Updated at 9:28 a.m. EDT.
The Pentagon released a landmark report yesterday declaring climate change an "immediate risk" to national security and outlining how it intends to protect bases, prepare for humanitarian disasters and plan for global conflicts.
Defense Secretary Chuck Hagel unveiled the plan at the Conference of Defense Ministers of the Americas in Peru, where he said defense leaders "must be part of this global discussion" on climate change. Militaries, he added, "must be clear-eyed about the security threats presented by climate change, and we must be pro-active in addressing them."
Hagel, who led an effort to kill the 1997 Kyoto Protocol when he served in the U.S. Senate, also embraced upcoming U.N. negotiations in Lima, Peru, aimed at developing a new global agreement. That deal is expected to be signed in Paris at the end of 2015, and leaders hope to see a draft emerge at the Lima climate talks in December.
"Climate change is a 'threat multiplier' because it has the potential to exacerbate many of the challenges we already confront today—from infectious disease to armed insurgencies—and to produce new challenges in the future," he said.
The 20-page "2014 Climate Change Adaptation Roadmap" warns that rising sea levels could flood coastal military bases in the United States and around the world, while droughts and extreme weather could leave leave military training areas vulnerable, hinder the execution of amphibious landings or complicate surveillance and reconnaissance capability.

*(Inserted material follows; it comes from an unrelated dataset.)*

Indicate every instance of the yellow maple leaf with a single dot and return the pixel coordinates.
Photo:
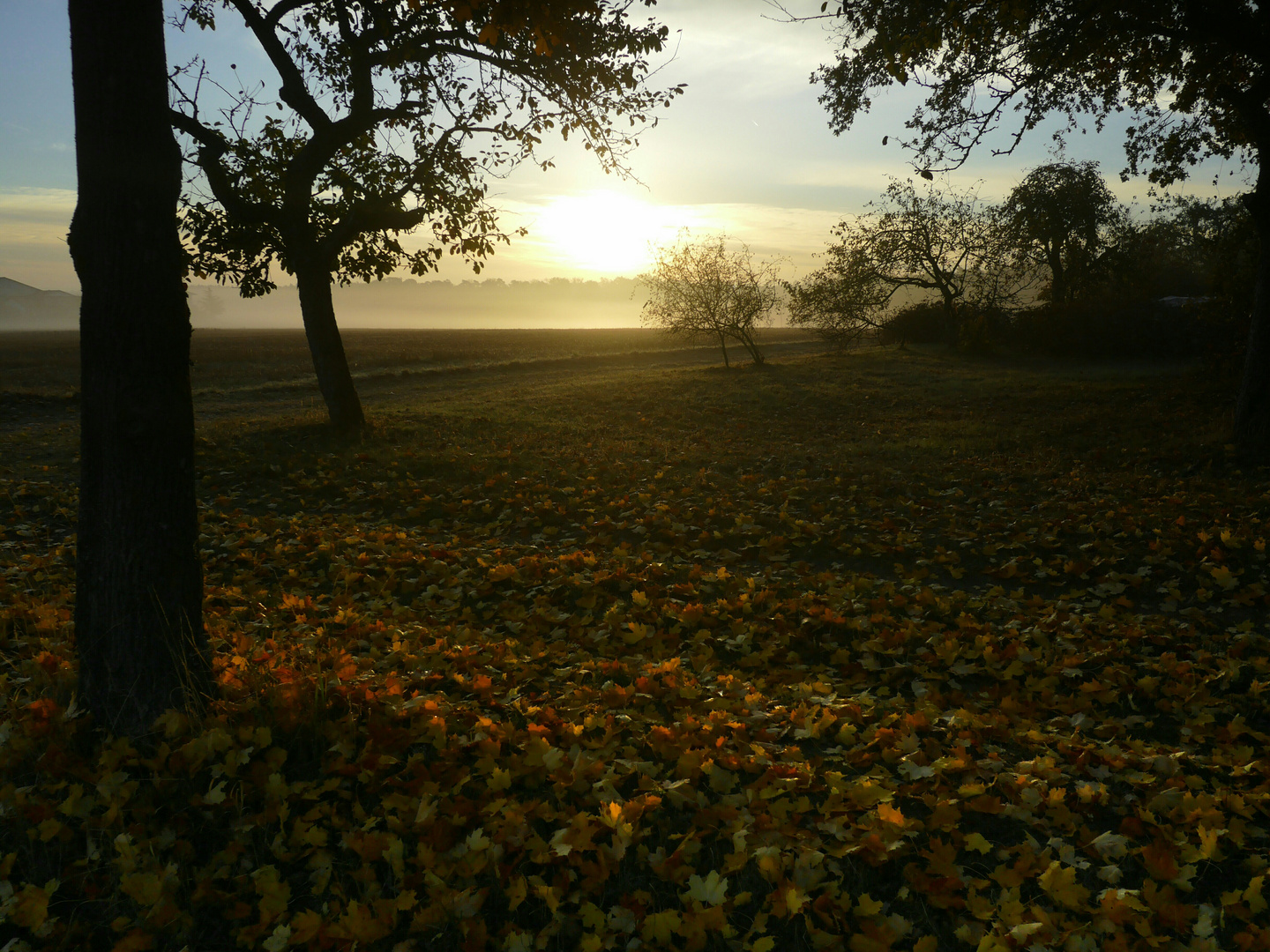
(1208, 842)
(891, 814)
(31, 906)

It cautions that the opening of the once-frozen Arctic sea lanes will require significant monitoring to "ensure stability in this resource-rich area." The United States, it says, must also be alert to how climate change could leave already weak nations more vulnerable, from restricting food and water to compelling mass migration.
Fragile governments can become more so
"These developments could undermine already-fragile governments that are unable to respond effectively or challenge currently-stable governments, as well as increasing competition and tension between countries vying for limited resources," the report states, warning of "an avenue for extremist ideologies and conditions that foster terrorism."
While Pentagon documents in the past have outlined climate threats, the road map is also forward-looking, calling for combatant commanders to outline departmentwide plans about how they intend to weave climate readiness into theater campaigns, operation plans and contingency plans.
Andrew Holland, a senior fellow for energy and climate at the American Security Project, said getting combatant commanders involved is a key step to fully integrating climate change planning. "You can tell the military is taking something seriously when they bureaucratize it," he said.
Conservatives used Twitter to lash out at the plan and criticized the Obama administration for devising a climate plan but not one to topple the Islamic State group. A spokesman for Rep. Buck McKeon (R-Calif.), chairman of the House Armed Services Committee, declined to comment on the road map.
But military analysts said the plan is a critical one, even in the midst of immediate threats from terrorism, the Ebola virus and Russian military intervention in Ukraine.
"The military and the United States has to be able to walk and chew gum at the same time. We don't have the luxury of focusing on one threat or another," said Francesco Femia, co-director of the Center for Climate and Security. In the meantime, he said, "Climate change is not an issue that is separate from these other security risks."
He pointed to the conflict with the Islamic State group in Syria, which he stressed was not caused by climate change. But, he said, tensions were exacerbated by a dramatic decline in precipitation, which, combined with poor management of natural resources, led to extreme water scarcity and the displacement of more than 1.5 million people.
"Climate change makes a number of other security issues worse, so we can't ignore it. And if we do ignore it, then we're also ignoring key drivers of instability, key drivers of conflict and potential drivers of terrorism that will come back to haunt us down the road," Femia said.
A sea change for Hagel
Sherri Goodman, senior vice president, general counsel and corporate secretary of CNA Corp., a military advisory board that studies U.S. national security, said the road map was significant for citing climate change not as a distant threat but as an immediate one.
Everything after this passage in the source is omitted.